Collaborative interdepartmental efforts, led by Professor Meier, have succeeded in circumventing some of these problems by developing a new approach.

“The new approach is based on exploiting ‘hidden’ irregularities at the atomic level, so-called anti-Frenkel defects,” Meier says.

The researchers have managed to create such defects themselves, thus enabling an insulating material to become electrically conducting.

Defects in the material are related to its various properties. However, the anti-Frenkel defects can be manipulated in such a way that changes in the conductivity do not affect the actual structure of the material or change its other properties, such as magnetism and ferroelectricity.

“Maintaining the structural integrity makes it possible to design multifunctional devices using the same material. This is a big step towards new technology on a nanoscale,” says Meier.

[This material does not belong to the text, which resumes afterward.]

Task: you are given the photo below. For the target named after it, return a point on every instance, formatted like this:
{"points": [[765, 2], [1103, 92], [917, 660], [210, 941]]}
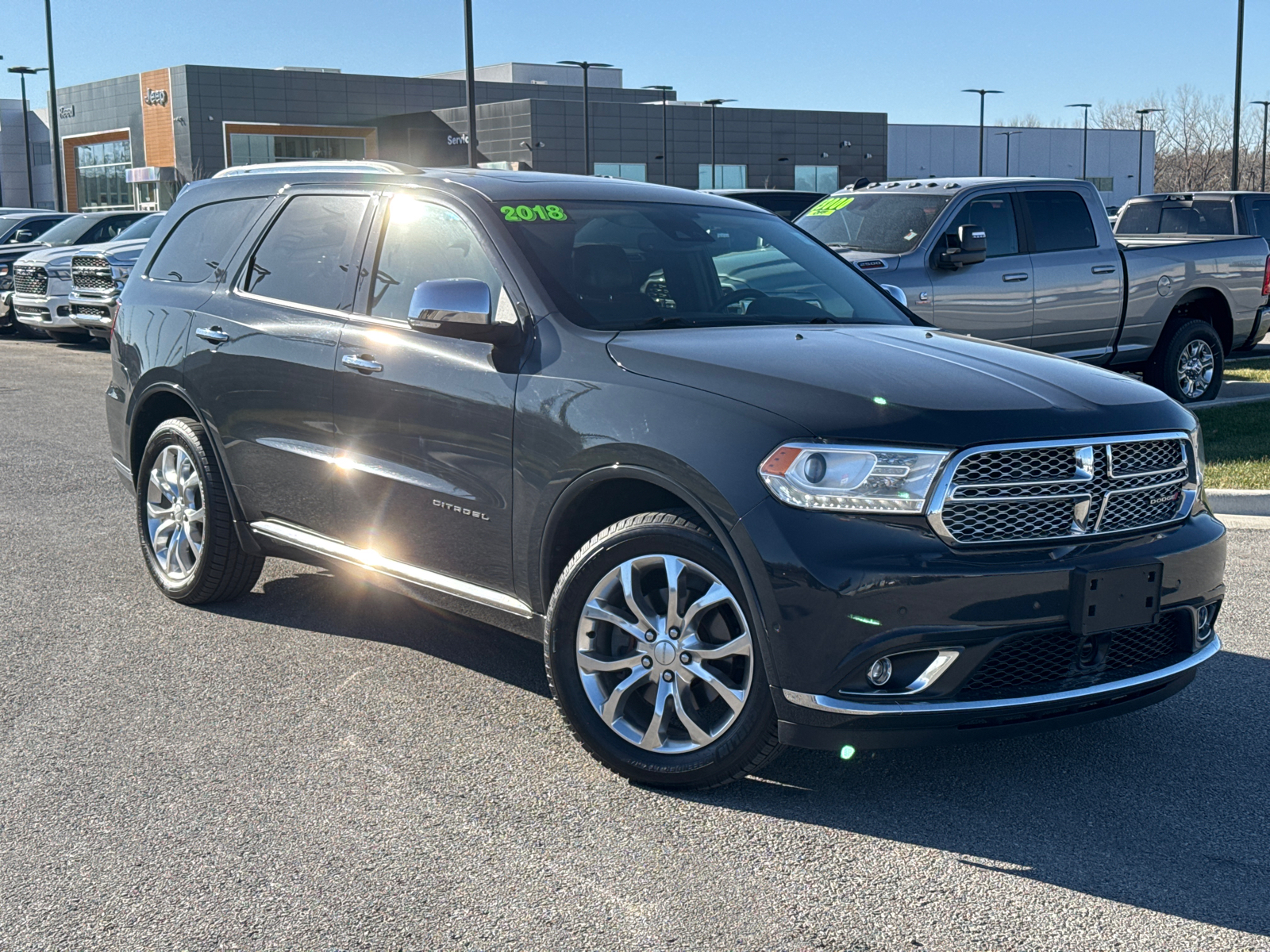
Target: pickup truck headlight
{"points": [[851, 479]]}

The research team includes Professor S. M. Selbach from the Department of Materials Science and Engineering, Professors Antonius T. J. van Helvoort and Jaakko Akola and Associate Professors Per Erik Vullum and David Gao from the Department of Physics, and Associate Professor Jan Torgersen from the Department of Mechanical and Industrial Engineering.

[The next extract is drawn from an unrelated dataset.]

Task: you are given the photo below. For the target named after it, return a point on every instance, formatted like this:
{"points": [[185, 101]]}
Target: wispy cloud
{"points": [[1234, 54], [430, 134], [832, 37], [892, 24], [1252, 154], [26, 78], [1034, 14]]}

Another advantage of the new approach is that researchers can erase components on a nanoscale using a simple heat treatment. Then you can change or upgrade the components in the material afterwards.

“Maybe we’ll be able to use our electronic gadgets longer instead of recycling them or throwing them away. We can just upgrade them instead. This is fundamentally much more environmentally friendly,” Meier says.

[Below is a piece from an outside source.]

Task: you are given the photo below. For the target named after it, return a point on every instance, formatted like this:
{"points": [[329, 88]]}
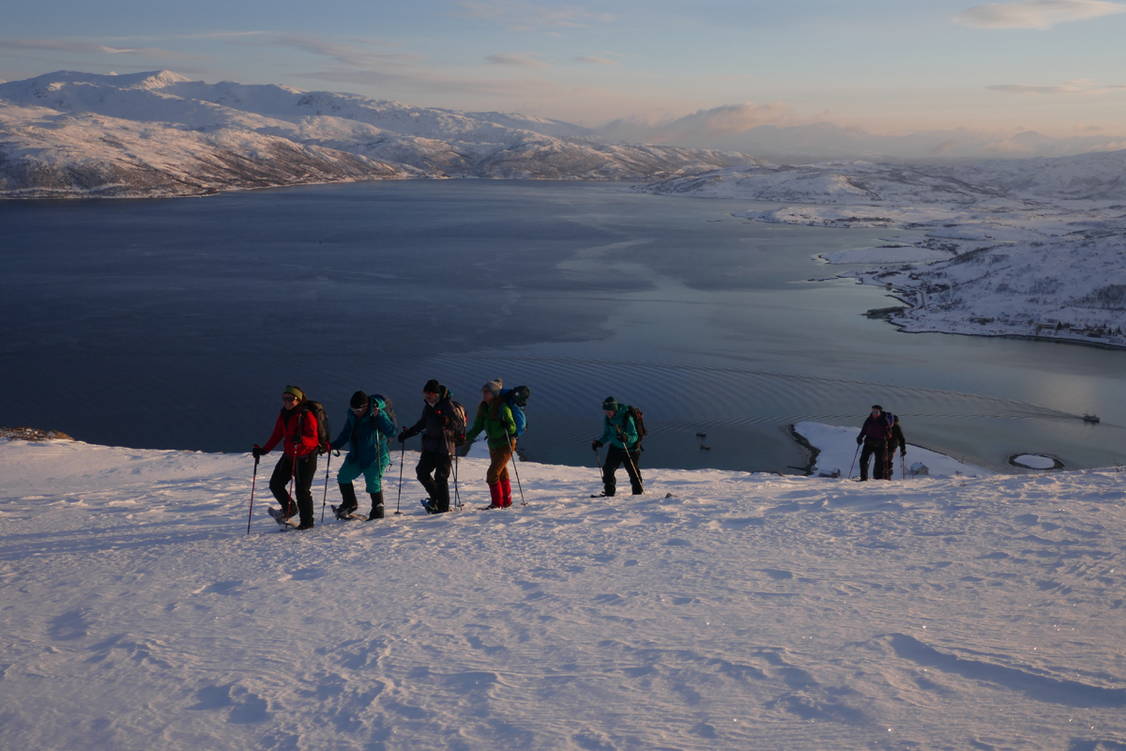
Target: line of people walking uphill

Planning is already underway for further attempts to combine different components. This work will be carried out by the FACET group at NTNU’s Department of Materials Science and Engineering.

The work is supported by the European Research Council through an ERC Consolidator Grant that Meier received last year. The renowned Center for Quantum Spintronics (QuSpin) is also involved. The goal is to utilize both charge and spin in the electrons to give us a more environmentally friendly future.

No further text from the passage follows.